Sentiment was broadly negative after Wall Street’s overnight losses. The Dow Jones Industrial Average lost 184 points while the broader-based Standard & Poor's 500 index slipped below the 900-point mark.
The sell off was triggered by worse than expected US retail sales numbers. The US Commerce Department reported a 0.4% drop in April retail sales while the fall in March was revised to 1.3%. The weaker than expected figures threw a wrench into expectations that a revival in consumer spending will lead the US out of its current downturn. A recovery in consumer consumption, which accounts for 70% of the economy, in 1Q09 had earlier buoyed hopes for a quick recovery for the world's largest economy.

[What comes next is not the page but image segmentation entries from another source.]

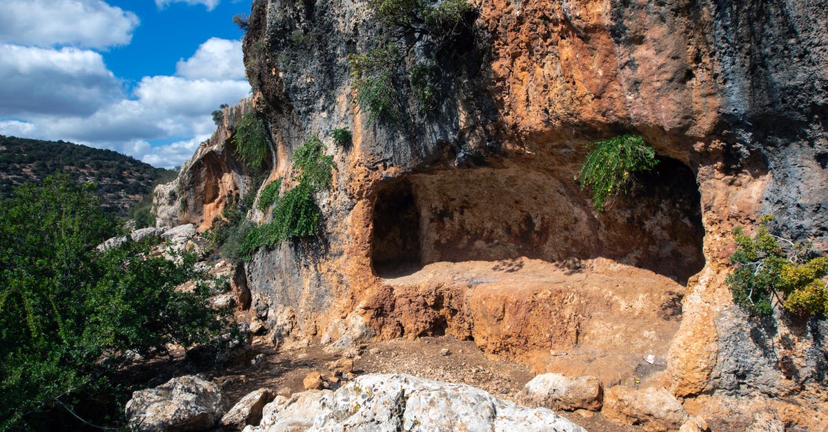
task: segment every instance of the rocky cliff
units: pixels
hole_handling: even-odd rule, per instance
[[[245,63],[271,178],[288,177],[311,134],[335,162],[315,197],[321,233],[244,265],[274,340],[345,349],[454,334],[537,372],[664,386],[689,411],[713,397],[727,416],[727,398],[776,398],[762,406],[780,421],[819,427],[828,323],[749,319],[724,279],[732,228],[763,214],[828,250],[828,8],[470,3],[436,44],[365,2],[253,2]],[[349,65],[383,38],[403,47],[385,71],[394,121],[360,105]],[[436,71],[430,107],[412,79],[423,65]],[[227,196],[247,193],[226,140],[252,104],[232,108],[182,168],[159,220],[206,228]],[[352,145],[333,145],[344,127]],[[573,178],[588,142],[623,132],[661,163],[595,213]],[[666,368],[641,362],[651,353]]]

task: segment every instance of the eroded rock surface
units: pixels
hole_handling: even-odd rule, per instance
[[[410,375],[363,375],[336,391],[277,396],[258,427],[281,430],[585,430],[544,408],[527,408],[482,390]]]
[[[166,432],[212,428],[225,406],[218,386],[187,375],[133,392],[125,410],[131,428]]]

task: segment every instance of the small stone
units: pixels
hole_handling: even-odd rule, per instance
[[[221,425],[236,429],[243,429],[248,425],[258,425],[262,420],[262,408],[272,401],[274,396],[267,388],[248,393],[221,418]]]
[[[256,357],[250,361],[250,366],[253,367],[258,367],[262,366],[266,361],[266,357],[264,354],[257,354]]]
[[[250,333],[260,335],[263,334],[267,329],[267,327],[261,320],[253,319],[253,321],[250,321]]]
[[[354,360],[348,358],[342,358],[335,362],[328,363],[328,370],[334,375],[343,375],[354,372]]]
[[[626,424],[641,424],[645,430],[676,430],[687,420],[681,404],[664,388],[634,389],[615,386],[604,393],[601,414]]]
[[[322,374],[316,371],[314,371],[302,380],[302,384],[305,386],[305,390],[320,390],[325,386],[325,382],[322,381]]]
[[[595,416],[595,411],[590,411],[589,410],[576,410],[575,414],[584,417],[585,419],[591,419]]]

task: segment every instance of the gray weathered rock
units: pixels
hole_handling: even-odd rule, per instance
[[[532,405],[557,410],[598,410],[604,387],[595,377],[570,378],[558,373],[538,375],[526,383],[521,396]]]
[[[248,425],[258,425],[262,420],[262,409],[275,396],[267,388],[248,393],[221,418],[221,425],[236,429],[242,429]]]
[[[677,430],[687,420],[681,404],[664,388],[615,386],[604,393],[601,414],[623,423],[641,425],[644,430]]]
[[[363,375],[330,391],[278,396],[245,430],[583,431],[546,408],[527,408],[482,390],[411,375]]]
[[[190,375],[133,392],[125,409],[130,427],[142,431],[209,429],[224,410],[219,386]]]
[[[195,235],[195,225],[193,225],[192,223],[185,223],[183,225],[179,225],[167,229],[161,235],[161,237],[164,240],[171,242],[174,245],[183,245],[194,235]]]

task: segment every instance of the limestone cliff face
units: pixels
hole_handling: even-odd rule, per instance
[[[764,213],[828,250],[824,2],[471,2],[470,27],[436,55],[436,108],[411,96],[427,50],[412,41],[391,123],[369,122],[351,89],[347,55],[388,31],[365,2],[253,2],[245,62],[272,176],[308,134],[336,163],[317,196],[323,233],[246,265],[258,315],[278,338],[340,348],[451,334],[537,370],[567,351],[575,372],[623,371],[650,350],[680,396],[825,386],[825,321],[753,324],[723,282],[732,228]],[[348,148],[330,141],[343,127]],[[662,162],[595,214],[573,178],[586,143],[622,132]],[[182,189],[222,190],[211,175]],[[202,209],[179,218],[206,221]]]
[[[224,108],[221,124],[181,166],[178,178],[156,189],[152,210],[158,227],[193,223],[205,230],[221,214],[229,199],[256,193],[248,190],[251,179],[230,140],[236,122],[253,109],[252,97]]]

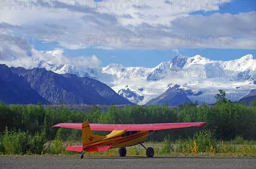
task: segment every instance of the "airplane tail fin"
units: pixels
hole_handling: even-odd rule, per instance
[[[93,135],[90,129],[89,122],[86,120],[82,124],[82,137],[83,147],[86,147],[106,138],[107,137]]]

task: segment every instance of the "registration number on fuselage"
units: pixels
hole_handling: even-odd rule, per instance
[[[115,146],[118,144],[118,140],[113,140],[113,141],[108,141],[100,144],[101,146]]]

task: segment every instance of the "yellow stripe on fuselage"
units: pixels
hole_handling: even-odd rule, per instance
[[[140,131],[129,136],[122,137],[121,135],[125,132],[127,132],[123,130],[114,130],[106,135],[106,138],[89,146],[113,146],[112,148],[128,147],[143,142],[149,134],[148,131]]]

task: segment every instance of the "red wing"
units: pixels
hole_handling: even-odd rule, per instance
[[[193,126],[202,126],[207,124],[205,122],[163,123],[142,124],[112,124],[90,123],[91,130],[108,131],[141,131],[159,130],[166,129],[189,127]],[[82,123],[59,123],[53,126],[72,129],[82,129]]]
[[[97,146],[90,147],[86,151],[86,152],[102,152],[107,151],[110,149],[112,146]]]
[[[74,152],[81,152],[83,151],[83,146],[72,146],[69,145],[66,150],[73,151]]]

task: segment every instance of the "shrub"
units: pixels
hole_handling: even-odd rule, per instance
[[[210,130],[203,130],[196,132],[194,134],[193,139],[198,146],[198,152],[206,152],[211,154],[215,152],[217,140],[213,136],[213,133]]]
[[[163,154],[169,155],[173,152],[173,146],[170,140],[170,135],[167,135],[163,138],[163,143],[162,146],[162,153]]]

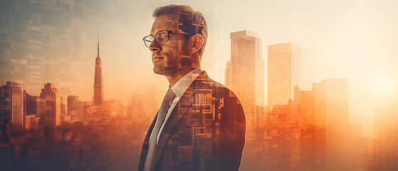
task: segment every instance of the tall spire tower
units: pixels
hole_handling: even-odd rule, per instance
[[[100,33],[98,34],[97,58],[95,58],[95,73],[94,75],[94,105],[100,105],[104,100],[103,86],[103,65],[100,58]]]

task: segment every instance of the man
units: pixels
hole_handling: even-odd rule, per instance
[[[138,170],[238,170],[245,115],[236,95],[200,68],[204,17],[180,5],[159,7],[152,16],[144,41],[153,71],[169,86],[144,140]]]

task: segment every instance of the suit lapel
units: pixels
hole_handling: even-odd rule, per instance
[[[159,111],[157,111],[159,113]],[[144,139],[144,143],[142,144],[142,147],[141,148],[141,155],[140,156],[140,162],[138,162],[138,170],[144,170],[144,165],[145,165],[145,160],[147,159],[147,155],[148,155],[148,149],[149,149],[149,142],[150,142],[150,138],[151,136],[151,133],[152,132],[153,128],[155,127],[155,123],[156,122],[156,119],[157,118],[157,114],[155,116],[155,118],[151,123],[148,131],[147,131],[147,135],[145,135],[145,138]]]
[[[187,113],[187,110],[189,108],[192,109],[191,106],[192,105],[194,95],[200,89],[201,86],[203,86],[204,81],[208,79],[209,77],[207,76],[207,73],[206,71],[203,71],[197,77],[192,83],[191,83],[185,93],[184,93],[184,95],[181,97],[181,98],[179,98],[178,103],[176,105],[176,107],[174,107],[173,111],[166,121],[166,124],[164,124],[163,130],[162,130],[159,138],[159,142],[156,147],[155,160],[153,160],[155,167],[157,165],[159,158],[163,153],[164,147],[176,127],[178,125],[178,123]]]

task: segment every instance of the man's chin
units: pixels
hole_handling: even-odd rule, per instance
[[[153,73],[157,75],[164,75],[165,72],[164,71],[159,70],[159,68],[153,68]]]

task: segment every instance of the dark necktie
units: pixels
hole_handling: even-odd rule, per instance
[[[155,167],[153,165],[153,157],[155,156],[155,154],[156,154],[156,139],[157,138],[157,134],[159,133],[159,130],[160,129],[160,127],[164,121],[166,115],[169,111],[170,103],[175,97],[176,95],[174,92],[171,88],[169,88],[167,93],[166,93],[166,95],[164,95],[164,98],[163,98],[163,101],[162,102],[162,105],[160,105],[159,112],[157,113],[156,123],[155,123],[155,126],[150,138],[148,154],[147,155],[147,159],[145,160],[145,165],[144,167],[145,171],[150,171],[153,170],[154,169],[152,167]]]

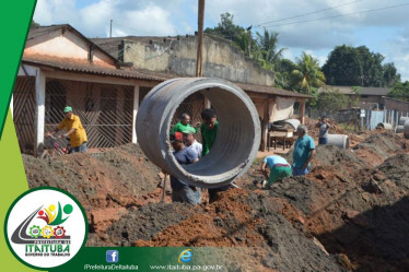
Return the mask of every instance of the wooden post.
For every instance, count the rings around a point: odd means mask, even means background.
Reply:
[[[305,98],[300,102],[300,122],[304,125],[304,116],[305,116]]]
[[[36,70],[35,76],[35,144],[34,156],[43,153],[44,149],[44,121],[45,121],[45,103],[46,103],[46,76],[40,69]]]
[[[269,107],[270,107],[270,102],[269,102],[269,98],[266,98],[265,103],[264,103],[264,113],[262,113],[262,122],[261,122],[261,139],[264,140],[261,142],[261,151],[265,152],[266,149],[267,149],[267,140],[268,140],[268,137],[267,137],[267,133],[268,133],[268,125],[269,125],[269,121],[270,121],[270,116],[268,114],[269,111]]]
[[[196,59],[196,76],[201,76],[202,45],[203,45],[203,21],[204,21],[204,0],[199,0],[198,51],[197,51],[197,59]]]
[[[132,114],[132,143],[138,142],[137,138],[137,115],[139,108],[139,85],[133,86],[133,114]]]

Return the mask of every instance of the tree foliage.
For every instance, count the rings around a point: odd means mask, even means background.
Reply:
[[[325,75],[319,68],[318,60],[306,52],[297,58],[291,80],[296,90],[306,94],[311,94],[313,87],[317,88],[325,84]]]
[[[38,26],[39,24],[36,23],[34,20],[32,20],[32,24],[30,25],[30,27],[32,28],[32,27],[38,27]]]
[[[409,81],[397,82],[388,93],[388,96],[395,99],[409,102]]]
[[[392,86],[400,79],[394,63],[382,64],[384,56],[366,46],[337,46],[323,67],[327,84],[341,86]]]
[[[328,115],[336,113],[339,109],[347,108],[349,103],[347,95],[341,94],[339,90],[334,90],[319,93],[316,108]]]
[[[260,34],[256,32],[253,37],[250,26],[244,28],[234,24],[234,16],[226,12],[220,15],[220,23],[213,28],[206,28],[204,33],[231,40],[247,56],[250,56],[264,69],[276,70],[280,64],[282,54],[287,48],[278,48],[278,33],[268,32],[266,28]]]

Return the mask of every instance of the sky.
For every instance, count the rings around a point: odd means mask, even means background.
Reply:
[[[220,14],[253,33],[279,33],[279,48],[295,61],[302,52],[323,66],[340,45],[366,46],[409,80],[409,0],[207,0],[204,28]],[[37,0],[34,21],[70,24],[86,37],[174,36],[197,29],[198,0]]]

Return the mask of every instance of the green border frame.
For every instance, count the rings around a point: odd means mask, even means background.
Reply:
[[[0,16],[0,25],[2,35],[8,38],[8,42],[4,39],[1,51],[4,63],[8,66],[1,69],[4,80],[0,83],[2,86],[0,91],[0,140],[36,5],[37,0],[2,2],[3,14]]]
[[[10,245],[10,240],[9,240],[9,236],[8,236],[8,232],[7,232],[7,227],[8,227],[8,223],[9,223],[9,216],[10,216],[10,213],[11,213],[11,210],[13,210],[14,205],[22,199],[24,198],[26,194],[28,193],[32,193],[34,191],[42,191],[42,190],[54,190],[54,191],[58,191],[58,192],[61,192],[63,194],[66,194],[67,197],[69,197],[71,200],[73,200],[77,205],[80,208],[81,210],[81,213],[82,213],[82,216],[84,217],[84,222],[85,222],[85,236],[84,236],[84,240],[82,241],[82,245],[80,247],[80,249],[78,250],[77,255],[84,248],[85,244],[86,244],[86,240],[87,240],[87,236],[89,236],[89,222],[87,222],[87,217],[86,217],[86,213],[85,213],[85,210],[82,208],[81,203],[69,192],[62,190],[62,189],[59,189],[59,188],[56,188],[56,187],[38,187],[38,188],[33,188],[28,191],[25,191],[23,192],[22,194],[20,194],[14,201],[13,203],[10,205],[7,214],[5,214],[5,218],[4,218],[4,239],[5,239],[5,243],[10,249],[10,251],[13,253],[13,256],[20,261],[22,262],[23,264],[27,265],[28,268],[32,268],[32,269],[36,269],[36,270],[43,270],[43,271],[48,271],[48,270],[52,270],[55,268],[58,268],[69,261],[71,261],[72,259],[75,258],[75,256],[73,256],[70,260],[68,260],[67,262],[65,263],[61,263],[57,267],[52,267],[52,268],[39,268],[39,267],[35,267],[35,265],[32,265],[27,262],[25,262],[23,259],[21,259],[13,250],[13,248],[11,247]]]

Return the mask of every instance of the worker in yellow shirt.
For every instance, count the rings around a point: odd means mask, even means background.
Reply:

Market sentiment was also dampened by another report indicating a troubling rise in US home foreclosures. Again, recent improvement in home sales figures had bolstered hopes that the housing market is nearing a bottom. The mixed bag economic reading gives a confusing picture of the health of the US economy.
Elsewhere, global consumer-centric companies such as Toyota Motor and Sony Corp also painted a grim outlook for any meaningful recovery this year. Both companies expect even bigger losses in the current financial year after falling into the red last year. Sellers overwhelmed buyers on the local bourse. Market breadth was in the red throughout the day.
At the close, there were almost four losing stocks for every gaining one. The benchmark KL Composite Index lost 11 points to finish at 1,012 points. Some of the big losers include PPB, Tanjong and Genting.
On a more positive note, interest in lower liner stocks was still fairly robust. Some 2.69 billion shares changed hands Thursday. Scomi, Iris, KNM, Tejari Technologies and SAAG were among the most heavily traded counters for the day.